With slowed-down speech, both young (p = 0.008) and older adults (p < 0.001) showed significant restoration benefit (lower left panel of Fig. 3 and left column of Table 1). More precisely, young adults showed significant restoration at 1.25 (p < 0.001) and 2.5 Hz (p = 0.040), and older adults at 0.625 (p = 0.043), 1.25 (p < 0.001) and 2.5 Hz (p < 0.001). Similar to normal-rate speech, the main effects for age showed that overall intelligibility was lower for older than young adults for interrupted speech with silent gaps (p = 0.001) and with filler noise (p = 0.031) (Fig. 3 and Table 2, upper and middle panels of left column). Young adults outperformed the older adults with speech with silent gaps at 1.25 (p = 0.037) and 2.5 Hz (p < 0.001) and with filler noise at 1.25 Hz (p < 0.001). Further, regarding the age effect on restoration, there was no significant main effect for age (p = 0.057; lower left panel of Fig. 3 and Table 2). Post hoc tests indicated that the older adults obtained more benefit than young adults at 2.5 Hz (p < 0.001). Slowing down speech increased restoration benefit significantly only for the older adults (p = 0.038; lower left panel of Table 3).

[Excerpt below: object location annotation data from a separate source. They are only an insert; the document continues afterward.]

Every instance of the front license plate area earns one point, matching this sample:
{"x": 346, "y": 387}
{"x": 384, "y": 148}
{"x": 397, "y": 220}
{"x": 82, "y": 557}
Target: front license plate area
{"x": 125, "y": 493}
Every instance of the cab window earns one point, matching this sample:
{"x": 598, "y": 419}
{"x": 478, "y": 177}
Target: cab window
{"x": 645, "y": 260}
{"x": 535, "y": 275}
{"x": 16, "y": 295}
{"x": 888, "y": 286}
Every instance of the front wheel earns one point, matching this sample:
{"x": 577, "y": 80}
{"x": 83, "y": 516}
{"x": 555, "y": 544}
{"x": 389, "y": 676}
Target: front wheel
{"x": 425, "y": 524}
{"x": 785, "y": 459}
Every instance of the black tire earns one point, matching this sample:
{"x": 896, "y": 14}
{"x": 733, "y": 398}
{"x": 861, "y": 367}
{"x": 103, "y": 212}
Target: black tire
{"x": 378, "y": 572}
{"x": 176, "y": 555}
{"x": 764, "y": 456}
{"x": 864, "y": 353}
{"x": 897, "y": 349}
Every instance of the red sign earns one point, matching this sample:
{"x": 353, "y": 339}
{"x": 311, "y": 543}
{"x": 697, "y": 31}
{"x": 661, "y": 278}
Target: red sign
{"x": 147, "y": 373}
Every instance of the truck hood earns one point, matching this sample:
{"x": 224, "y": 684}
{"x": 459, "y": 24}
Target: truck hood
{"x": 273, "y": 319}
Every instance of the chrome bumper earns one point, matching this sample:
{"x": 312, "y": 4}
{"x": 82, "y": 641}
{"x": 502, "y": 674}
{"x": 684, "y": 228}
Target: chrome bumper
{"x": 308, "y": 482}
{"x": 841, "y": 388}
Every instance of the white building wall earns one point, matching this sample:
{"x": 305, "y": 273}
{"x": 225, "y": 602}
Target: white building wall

With speeded-up speech, instead of a positive effect from restoration benefit, there was a negative effect of adding noise (lower right panel of Fig. 3 and right column of Table 1). Similar to slow- and normal-rate speech, overall intelligibility was higher for young adults for interrupted speech with both silent gaps (p < 0.001) and filler noise (p < 0.001) (upper and middle panels of right column of Fig. 3 and Table 2). Without noise, young adults outperformed the older adults specifically at 5 (p = 0.012), 10 (p < 0.001) and 20 Hz (p < 0.001), and with noise at 2.5 (p = 0.002), 5 (p < 0.001), 10 (p = 0.013) and 20 Hz (p < 0.001). There was no age effect on restoration.

DISCUSSION

Overall, the results show that older adults can benefit from the top-down repair mechanisms involved in phonemic restoration in a robust way, similar to young adults. This finding is a nice surprise, given that the intelligibility of interrupted speech, especially with silent gaps, was worse for older than younger listeners (Fig. 3 and Table 2, top and middle rows), an observation in line with previous studies with similar speech manipulations (Bergman et al. 1976; Gordon-Salant and Fitzgibbons 1993). Despite lower scores for interrupted speech overall, the relative improvement due to restoration was comparable to (and sometimes even better than) that of the younger group. Hence, the phonemic restoration ability is preserved with advanced age despite potential cognitive deterioration of fluid intelligence associated with old age that could have worked against it (Salthouse 1996; Kemper et al. 2003; Humes et al. 2006; Gazzaley et al. 2008; Kennedy and Raz 2009; Charlton et al. 2010; Wild-Wall and Falkenstein 2010; Janse 2012; Tonoki and Davis 2012; Swenor et al. 2013). This shows that older people seem to be able to compensate for the age-related decrement in perception of degraded speech, probably by relying on their gained knowledge and experience with language (Cattell 1971; Baltes 1993; Park et al. 2002; Salthouse 2004; Pichora-Fuller 2008).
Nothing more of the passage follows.